家の少し前で手を離して向かい合うと暗くなった夜道を照らす電灯の光に部長の髪が照らされてキラキラしてた。謙也さんの太陽みたいなキラキラとはちゃう、言うなら月光みたいなそれに目を奪われた。こない綺麗な人、今まで一度も見たことあらへん。それくらい綺麗やった。

「俺も楽しかったっすわ。今日はおおきに、部長」

「ほんなら良かったわ」

くしゃりと頭を撫でられ髪が乱れる。まぁ、もう既に朝から出かけてたからワックスとかでまとめた髪はぐしゃぐしゃに乱れてたから気にせんことにする。

「光、」

名前を呼ばれ顔を上げると重なる唇。一瞬の、重なるだけのバードキスに目を瞑る暇もなく離れられる。二、三度瞬きをして部長を見ると意地悪くて綺麗な顔をして笑う部長と目が合った。目のやり場に困って視線をさ迷わせているとふいに手を掴まれ何かを握らされた。小さな四角い包みやった。

「何すか、これ」

「それは家に帰ってからのお楽しみや」

その包みを持った手をぎゅっと握られ正面から見据えられる。その真剣な眼差しに再び目を奪われる。そう、俺はこの目に惹かれたんや。ただ前だけを見つめるその瞳に。

「光を好きになって良かったて思ってる、ずっと俺の傍におってや」

「部長、プロポーズみたいっすわ」

「みたいやなくて、プロポーズやねん」

プロポーズ、て。俺らは男同士やねんで部長。籍も入れられんし子供も出来ない。将来は約束出来へんねん。そう考えたら涙が出そうになった。何時だって俺は迷ってる。たとえ中身が女な斉田南実でも、外側は男の姿や。怖くてしゃーないねん。
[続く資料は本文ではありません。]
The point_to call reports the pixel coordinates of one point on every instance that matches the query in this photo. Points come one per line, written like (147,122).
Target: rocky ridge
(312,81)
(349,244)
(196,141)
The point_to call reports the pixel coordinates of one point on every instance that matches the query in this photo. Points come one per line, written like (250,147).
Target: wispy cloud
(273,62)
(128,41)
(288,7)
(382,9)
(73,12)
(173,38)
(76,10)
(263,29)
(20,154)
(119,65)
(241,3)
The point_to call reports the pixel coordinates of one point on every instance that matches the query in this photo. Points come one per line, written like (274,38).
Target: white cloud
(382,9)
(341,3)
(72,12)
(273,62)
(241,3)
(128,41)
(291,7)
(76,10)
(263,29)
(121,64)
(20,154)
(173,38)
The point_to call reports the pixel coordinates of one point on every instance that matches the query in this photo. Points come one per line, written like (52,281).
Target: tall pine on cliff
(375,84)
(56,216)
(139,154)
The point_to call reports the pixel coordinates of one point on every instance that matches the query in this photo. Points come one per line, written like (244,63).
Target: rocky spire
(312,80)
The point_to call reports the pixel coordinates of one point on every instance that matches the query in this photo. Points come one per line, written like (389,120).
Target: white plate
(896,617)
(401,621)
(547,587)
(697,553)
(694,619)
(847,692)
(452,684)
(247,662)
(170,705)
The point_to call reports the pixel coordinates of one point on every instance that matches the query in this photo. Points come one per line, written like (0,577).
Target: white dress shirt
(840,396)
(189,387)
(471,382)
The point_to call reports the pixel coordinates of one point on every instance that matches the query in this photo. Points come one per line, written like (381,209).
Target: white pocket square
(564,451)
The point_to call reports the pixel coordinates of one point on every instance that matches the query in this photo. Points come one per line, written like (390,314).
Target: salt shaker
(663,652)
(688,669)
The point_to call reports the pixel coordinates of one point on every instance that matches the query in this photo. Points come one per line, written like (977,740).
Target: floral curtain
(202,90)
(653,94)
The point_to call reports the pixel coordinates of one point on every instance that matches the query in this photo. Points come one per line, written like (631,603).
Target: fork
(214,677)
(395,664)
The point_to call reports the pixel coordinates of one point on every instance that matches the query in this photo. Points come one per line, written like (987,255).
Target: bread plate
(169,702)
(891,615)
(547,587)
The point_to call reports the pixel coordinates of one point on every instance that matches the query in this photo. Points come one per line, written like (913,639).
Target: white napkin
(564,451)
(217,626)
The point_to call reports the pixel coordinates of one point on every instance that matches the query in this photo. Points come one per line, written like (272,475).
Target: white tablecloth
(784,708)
…でも部長を見ると滅茶苦茶真剣な顔してて、冗談なんて思えへんかった。嗚呼、部長には俺の考えてることなんてお見通し、何やろうなぁ。
なぁ部長俺はずっと部長の傍におる資格はあるん?…なんて、聞いたら部長は何時もの綺麗な笑みで肯定してくれるんやろうな。自意識過剰とかそういうんちゃうけど、そんな気がした。

「…俺でええの?」

「お前が、光がええねん」

胸の奥が、熱くなった。堪らず目の前の部長にしがみついて広い胸に顔を埋めた。瞬きしたらぽろりと一粒だけ涙が出た。所詮嬉し涙ちゅうもんや。
部長はそんな俺を見て嬉しそうに笑い「指輪無くて堪忍な」なんて言った。指輪なんていらん。部長がおったらそれでええ。俺は背伸びをしてキスを送った。今の気持ちが部長に伝わればええな、と思いながら。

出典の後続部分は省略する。